In: Psychology
Contemporary moral philosopher Martha’s Nussbaum is known for her ideas about emotions as a key to understanding ethics. For her emotions are closely connected with beliefs about how things are and what is important , which would explain why they might be even more reliable as our moral compasses than detached rational judgements.
Drawing from the Ancient Greek philosopher Aristotle, Nussbaum suggests that the main objection to emotions as a way of knowing the world is that they involve value judgements that attach great worth to uncontrolled things outside the human capacity. To counter this vulnerability, Western philosophy has aspired to a kind of self-sufficiency, a belief that nothing bad will ever happen to those who do everything right.
for Aristotle and other Greeks, the key to regain some form of control came in the form of Platonic, reason- the use of reason gave the promise of being in touch with the perfect, divine forms. Nussbaum builds on the Aristotelian logic about moral responsibility and argues that Literary arts extends our life and our experience by presenting to us moments where rational habits are put to test by uncontrolled events. This paves the way for questioning the ways to reaching a good life through a moral learning in the practical aspects.
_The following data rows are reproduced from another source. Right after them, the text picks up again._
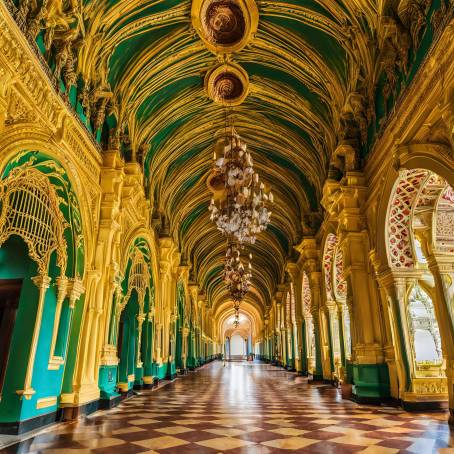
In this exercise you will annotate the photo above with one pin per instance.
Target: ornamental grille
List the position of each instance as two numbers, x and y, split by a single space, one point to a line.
29 208
306 296
340 284
330 245
399 216
139 279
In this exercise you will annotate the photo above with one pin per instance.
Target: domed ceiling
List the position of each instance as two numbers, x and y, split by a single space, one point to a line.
299 77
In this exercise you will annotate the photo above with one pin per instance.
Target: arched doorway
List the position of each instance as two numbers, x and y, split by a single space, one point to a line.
41 271
420 250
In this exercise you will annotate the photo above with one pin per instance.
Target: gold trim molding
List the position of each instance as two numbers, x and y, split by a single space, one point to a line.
46 402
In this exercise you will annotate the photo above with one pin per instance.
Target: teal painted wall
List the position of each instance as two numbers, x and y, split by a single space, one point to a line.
15 263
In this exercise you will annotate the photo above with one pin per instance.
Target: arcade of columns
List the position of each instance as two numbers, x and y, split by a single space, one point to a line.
342 312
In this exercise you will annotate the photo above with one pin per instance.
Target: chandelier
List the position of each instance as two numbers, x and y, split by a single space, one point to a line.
236 320
242 211
236 276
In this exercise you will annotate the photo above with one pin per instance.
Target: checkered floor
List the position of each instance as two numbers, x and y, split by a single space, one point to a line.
244 408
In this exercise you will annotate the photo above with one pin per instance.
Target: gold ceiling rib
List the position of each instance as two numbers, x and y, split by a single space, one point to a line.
308 70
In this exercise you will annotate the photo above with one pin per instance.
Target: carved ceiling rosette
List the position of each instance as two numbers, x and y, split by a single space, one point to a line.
227 84
226 26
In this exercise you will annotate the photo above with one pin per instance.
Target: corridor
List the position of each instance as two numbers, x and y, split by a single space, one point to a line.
245 408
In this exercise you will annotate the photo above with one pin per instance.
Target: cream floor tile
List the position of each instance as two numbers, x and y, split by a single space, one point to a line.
355 440
326 421
422 445
280 422
174 430
189 422
398 430
225 443
127 430
223 422
62 451
345 430
252 429
290 431
379 450
227 432
139 422
382 422
105 442
161 442
289 443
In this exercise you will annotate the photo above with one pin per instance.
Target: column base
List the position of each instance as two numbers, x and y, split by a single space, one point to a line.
110 402
371 383
425 406
127 394
316 378
70 413
21 427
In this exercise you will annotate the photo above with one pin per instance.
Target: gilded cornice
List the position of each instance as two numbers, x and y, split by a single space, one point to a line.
32 88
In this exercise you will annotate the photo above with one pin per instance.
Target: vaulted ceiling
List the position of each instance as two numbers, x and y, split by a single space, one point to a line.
313 70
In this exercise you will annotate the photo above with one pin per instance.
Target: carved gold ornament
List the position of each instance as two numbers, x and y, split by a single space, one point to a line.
225 26
30 209
227 84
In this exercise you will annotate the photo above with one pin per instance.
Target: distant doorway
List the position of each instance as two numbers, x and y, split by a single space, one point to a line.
9 302
237 347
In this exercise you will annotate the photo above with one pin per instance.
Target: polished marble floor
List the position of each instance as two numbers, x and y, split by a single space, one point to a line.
245 408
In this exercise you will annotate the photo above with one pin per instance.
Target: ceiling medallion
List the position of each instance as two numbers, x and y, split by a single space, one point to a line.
227 84
225 26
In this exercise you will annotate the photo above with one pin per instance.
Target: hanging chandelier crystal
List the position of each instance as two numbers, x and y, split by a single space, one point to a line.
242 211
236 320
236 276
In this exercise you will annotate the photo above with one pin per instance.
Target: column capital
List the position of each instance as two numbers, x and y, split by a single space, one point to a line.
41 281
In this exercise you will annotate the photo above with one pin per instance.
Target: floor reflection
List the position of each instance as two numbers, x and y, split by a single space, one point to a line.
245 408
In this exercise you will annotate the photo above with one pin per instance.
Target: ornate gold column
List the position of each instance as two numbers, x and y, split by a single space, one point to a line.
370 372
43 283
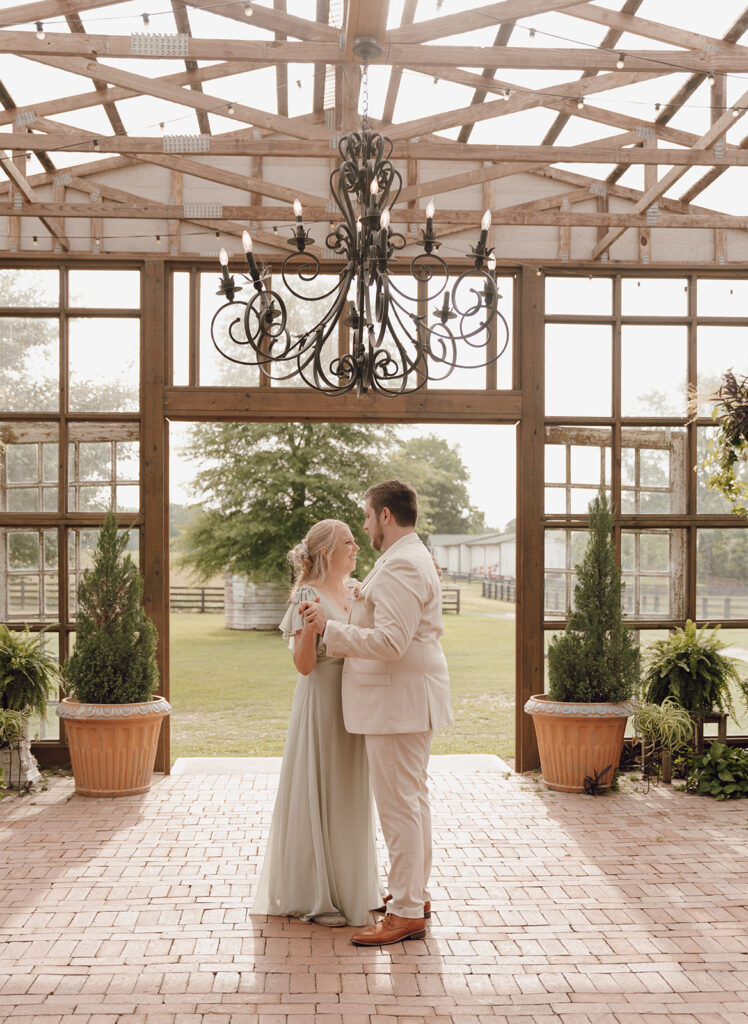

However, moving beyond Aristotle, Nussbaum develops here ideas about art and morality within the spectrum of human emotionality. According to her, Literature and art widens our experience and expands our moral imagination as it provides the reader and / or the viewer with the unique opportunity to vicariously explore the limits and thresholds of their moral capacity and explore and reason about ethically demanding situations from a safer place as distant observers to a hypothetical reality.